Jaimie Kaffash is editor of Pulse. Follow him on X (formerly Twitter) @jkaffash or email him at



Please note, only GPs are permitted to add comments to articles

Anthony Wiratunga 8 May, 2024 5:52 pm

I don’t agree its not because of a lack of TRUST but instead it’s because of a lack of CONTROL

David Church 9 May, 2024 2:20 pm

I have a suggestion tha would solve a number of current problems.
A CQC inspection involves attendance by 1 or more Doctors from CQC along with other staff at a Practice for a day (or a half?), plus escorting around by practice staff/Manager and meeeting at least some Partners. Taking a lot of time out from their availability for patient care.
Instead, why not have the CQC pay for a locum from NASGP to attend the Practice and work for 1-2 locum sessions, and also provide a Nurse for the day to help out with Practice Nurse duties?
As a locum, we are practised at noting variations between Practices in how they run systems and manage issues, and can make recommendations if there are any major issues, whilst actually helping out with the workload at the same time. We already share best practice points between the practices we work in, and at NASGP peer review meetings as well.
One could go so far as to suggest that any practice refusing to accept 1 day a year of free locum input ought to be closed down by CQC for lack of common sense?
Declaration of Interest : I am a GP Locum.

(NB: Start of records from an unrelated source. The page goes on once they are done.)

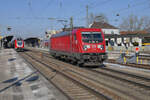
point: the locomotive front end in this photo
(93, 47)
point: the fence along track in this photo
(73, 89)
(135, 98)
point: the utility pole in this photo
(71, 22)
(87, 16)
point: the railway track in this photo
(73, 89)
(114, 84)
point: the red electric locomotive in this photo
(17, 44)
(85, 46)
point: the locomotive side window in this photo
(75, 37)
(92, 37)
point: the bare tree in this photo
(134, 23)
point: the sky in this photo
(31, 18)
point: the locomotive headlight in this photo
(88, 46)
(100, 47)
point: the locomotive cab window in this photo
(75, 37)
(92, 37)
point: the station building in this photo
(114, 37)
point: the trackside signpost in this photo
(137, 52)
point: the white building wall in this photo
(110, 31)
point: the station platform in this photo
(15, 83)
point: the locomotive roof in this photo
(61, 34)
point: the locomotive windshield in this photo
(92, 37)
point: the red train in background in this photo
(17, 44)
(84, 46)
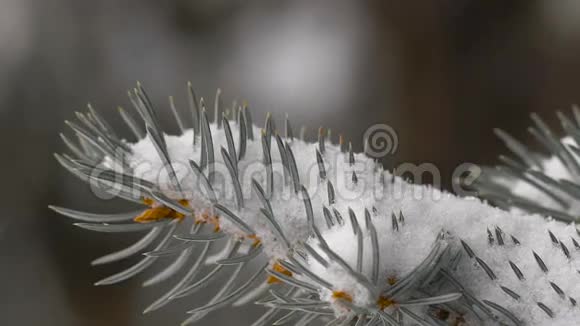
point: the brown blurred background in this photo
(442, 73)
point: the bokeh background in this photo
(442, 73)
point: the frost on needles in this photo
(326, 236)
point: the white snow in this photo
(427, 212)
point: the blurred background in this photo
(442, 73)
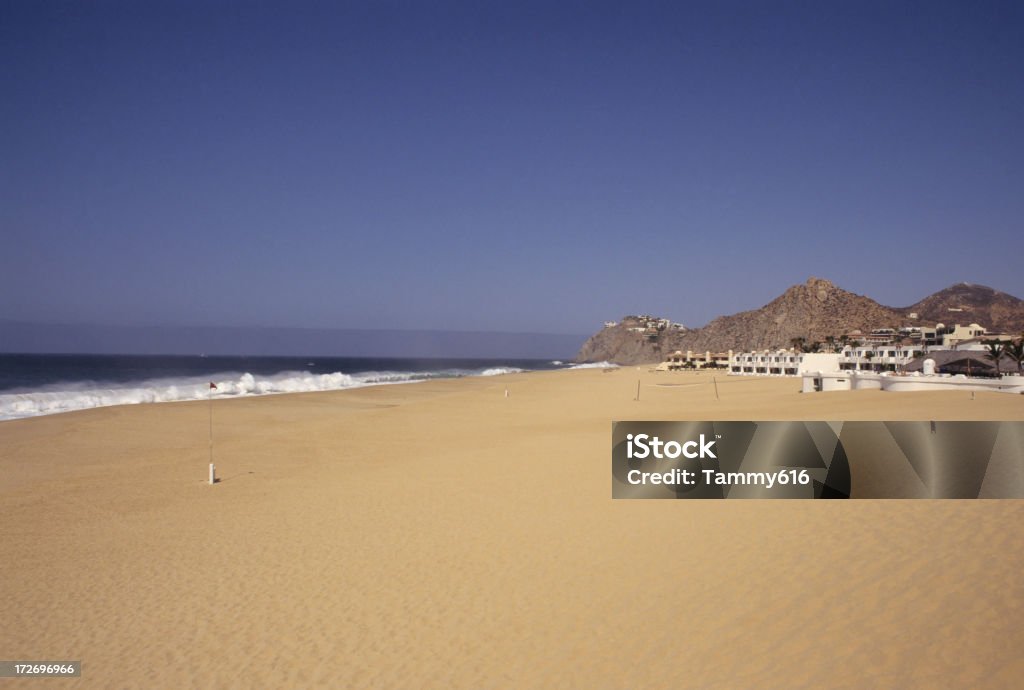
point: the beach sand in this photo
(441, 534)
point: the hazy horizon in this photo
(522, 168)
(29, 338)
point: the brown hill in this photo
(968, 303)
(812, 310)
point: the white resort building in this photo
(885, 367)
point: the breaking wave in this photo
(56, 398)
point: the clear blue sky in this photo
(509, 166)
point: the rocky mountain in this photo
(812, 310)
(968, 303)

Dr No 10 May, 2024 10:02 am

Prompt access and continuity of care. The two fundamentals of care quality. Neither of which are now within our control. Both of which are falling off a cliff due to government incompetence/deliberate destruction (take your pick). The CQC exists to distract attention for the real enemy of good care. The Tories.

Carrick Richards 10 May, 2024 10:07 am

And that distrust is expensive: All that money (88% CQC revenue is paid by clincial provideds) is of little if any benefit.